The Oxford-AstraZeneca vaccine, co-developed by Professor Sarah Gilbert and researchers here at the University of Oxford, contains the genetic sequence of this spike protein. When the vaccine enters our cells, our immune system responds by generating antibodies to the spike protein, which can then be used to attack the real coronavirus, if there is a later infection.
After display here in the Museum, The Spike will be donated by the artist to Professor Sarah Gilbert and her team at the University of Oxford, who worked on the Oxford-AstraZeneca vaccine.

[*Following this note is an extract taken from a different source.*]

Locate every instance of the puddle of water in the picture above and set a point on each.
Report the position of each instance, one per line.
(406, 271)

About the Artist, Angela Palmer
Angela Palmer has sculptures in the permanent collections of several major institutions worldwide, including her reconstruction of a 2,000-year-old Egyptian child mummy as a three-dimensional drawing on glass in the Ashmolean Museum, Oxford, and a sculpture representing an area of space using Nasa data for the Kepler mission which is in The Smithsonian Air and Space Museum, Washington. She has further sculptures in The National Galleries of Scotland; the Wellcome Trust; The Royal College of Physicians; The Royal Papworth; and Oxford University. Sir John Leighton, director of The National Galleries Scotland, selected one her works in his book 100 Masterpieces of the National Galleries of Scotland (‘Brain of the Artist.’)
The three-dimensional presentation of cross-sectional data is a technique the artist adapted while studying anatomy as a student at The Ruskin School of Drawing and Fine Art, Oxford University. Palmer was inspired by a laboratory model demonstrating the structure of penicillin exhibited in the History of Science Museum in Oxford, which was made in the 1940s by the Nobel laureate Dame Dorothy Hodgkin. She went on to create anatomical works derived from MRI and CT scans, which can be found on her website www.angelaspalmer.com.
Palmer was previously a journalist, whose career included the editorship of The Observer Magazine and Elle Magazine.

Angela Palmer (left) with Professor Sarah Gilbert, beside the 2020 artwork at Oxford University Museum of Natural History.
Angela Palmer (left) with Professor Sarah Gilbert, beside the 2020 artwork at Oxford University Museum of Natural History.